What can universities do to keep up with demand in the field?

I see schools giving students the ability to take online classes, but also physically come into labs and have access to work on projects where they can build things, and test, and do things with teams of people. There is this opportunity to take online classes, but also have access to hands-on experiential tools, hardware, and software.

I think it’s also useful for students to have a blend of professors and instructors. There are lots of instructors that, of course, have Ph.D.s and have done lots and lots of research around manufacturing, production, math, science, computer science, artificial intelligence—any of these things—and they’re global leading researchers in AI. But students should also have exposure to instructors who maybe worked at an automotive plant for 30 years, and now they’re teaching from a real experiential background. 

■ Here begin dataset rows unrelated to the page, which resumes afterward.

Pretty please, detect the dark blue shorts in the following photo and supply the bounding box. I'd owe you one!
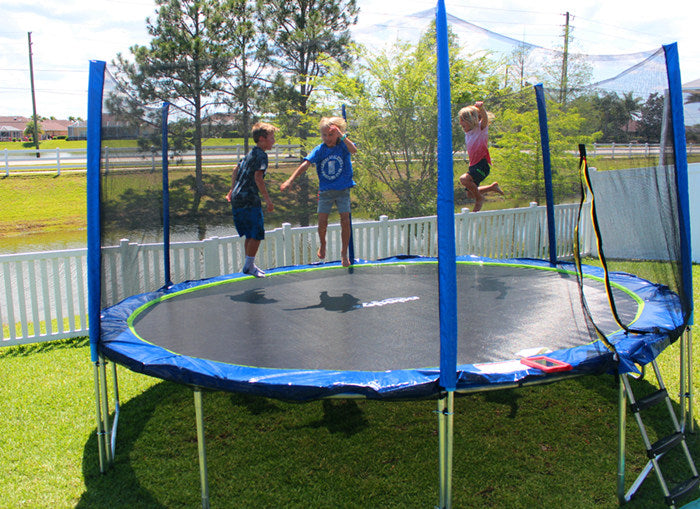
[232,206,265,240]
[468,159,491,185]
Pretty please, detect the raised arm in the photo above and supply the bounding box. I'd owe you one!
[280,160,311,191]
[475,101,488,128]
[329,124,357,155]
[341,133,357,155]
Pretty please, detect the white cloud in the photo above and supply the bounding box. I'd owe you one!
[0,0,697,119]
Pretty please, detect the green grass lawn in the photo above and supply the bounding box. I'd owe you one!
[0,173,87,236]
[0,264,698,508]
[1,148,699,507]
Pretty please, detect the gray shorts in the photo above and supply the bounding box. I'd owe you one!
[317,188,351,214]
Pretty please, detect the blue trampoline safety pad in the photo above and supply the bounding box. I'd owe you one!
[99,256,685,401]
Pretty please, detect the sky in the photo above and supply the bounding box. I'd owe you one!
[0,0,698,120]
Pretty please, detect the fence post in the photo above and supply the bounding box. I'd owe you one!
[526,202,539,258]
[4,148,8,177]
[104,146,110,174]
[274,145,279,168]
[282,223,293,266]
[611,141,615,159]
[378,215,389,259]
[56,147,61,176]
[119,239,135,300]
[204,237,220,277]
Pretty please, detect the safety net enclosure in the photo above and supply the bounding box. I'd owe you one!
[86,1,694,507]
[89,15,692,397]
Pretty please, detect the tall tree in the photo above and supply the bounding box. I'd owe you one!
[585,91,638,143]
[260,0,358,118]
[491,95,595,203]
[636,92,665,143]
[219,0,269,152]
[114,0,232,214]
[260,0,359,225]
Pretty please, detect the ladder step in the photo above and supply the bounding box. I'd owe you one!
[648,432,684,458]
[665,476,700,506]
[632,389,668,412]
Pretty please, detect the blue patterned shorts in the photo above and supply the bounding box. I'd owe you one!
[232,206,265,240]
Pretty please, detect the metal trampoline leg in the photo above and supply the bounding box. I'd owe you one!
[110,360,120,459]
[681,327,694,433]
[194,388,210,509]
[689,328,695,434]
[438,391,454,509]
[98,355,113,465]
[93,362,107,473]
[617,374,628,504]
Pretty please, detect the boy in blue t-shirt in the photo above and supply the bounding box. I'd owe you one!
[281,116,357,267]
[225,122,279,278]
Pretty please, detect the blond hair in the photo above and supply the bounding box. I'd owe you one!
[319,116,347,134]
[251,122,279,143]
[458,105,495,130]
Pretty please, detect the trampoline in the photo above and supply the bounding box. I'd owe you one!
[87,10,696,504]
[99,255,685,401]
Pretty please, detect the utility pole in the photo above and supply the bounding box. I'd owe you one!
[27,32,40,158]
[559,12,570,105]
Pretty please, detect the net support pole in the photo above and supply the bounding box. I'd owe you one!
[87,59,107,473]
[87,59,105,365]
[664,42,694,432]
[161,102,172,287]
[663,43,692,324]
[534,84,557,265]
[435,0,457,393]
[341,103,355,264]
[436,1,457,506]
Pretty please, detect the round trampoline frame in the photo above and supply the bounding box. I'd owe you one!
[99,255,685,401]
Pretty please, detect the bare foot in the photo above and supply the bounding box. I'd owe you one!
[472,199,483,212]
[317,244,326,259]
[341,256,351,267]
[493,182,505,196]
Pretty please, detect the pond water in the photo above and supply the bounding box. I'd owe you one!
[0,229,88,255]
[0,214,350,255]
[0,194,535,256]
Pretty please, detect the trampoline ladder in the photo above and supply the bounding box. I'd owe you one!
[620,360,699,508]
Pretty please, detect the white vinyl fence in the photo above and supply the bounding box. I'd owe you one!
[5,144,699,176]
[3,144,303,176]
[1,203,592,347]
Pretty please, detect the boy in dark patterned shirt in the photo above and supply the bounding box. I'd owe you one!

I think that just works well for students because they get to see and ask questions from different types of classes and different types of instructors. Students now are demanding a lot of flexibility and they want to see a lot of cool products and work in teams to accomplish real-world problems. That’s where we do our best work: Where students really want to work with real products, real technologies and solve real industrial problems.

What advice do you have for someone wanting to get into the industry?

I think students should challenge themselves and tackle hard projects and learn how to overcome failure. In any case, whether it’s in high school or college, students should try to get experience with an internship or a co-op or some sort of part-time job, because they’ll really expose them to what they’ll see in an actual company and actual work. It also helps choose your path a little bit.

If you intern at a company and are doing software engineering and you hate it for a couple of summers as an intern, then that can help guide your path a little bit—that maybe you don’t need to be a software engineer, so you don’t need to finish a four-year degree. Maybe you want something completely different. I think just getting exposure to real world projects can really help guide the path. Tackle hard projects and fail. That’s where you grow the most.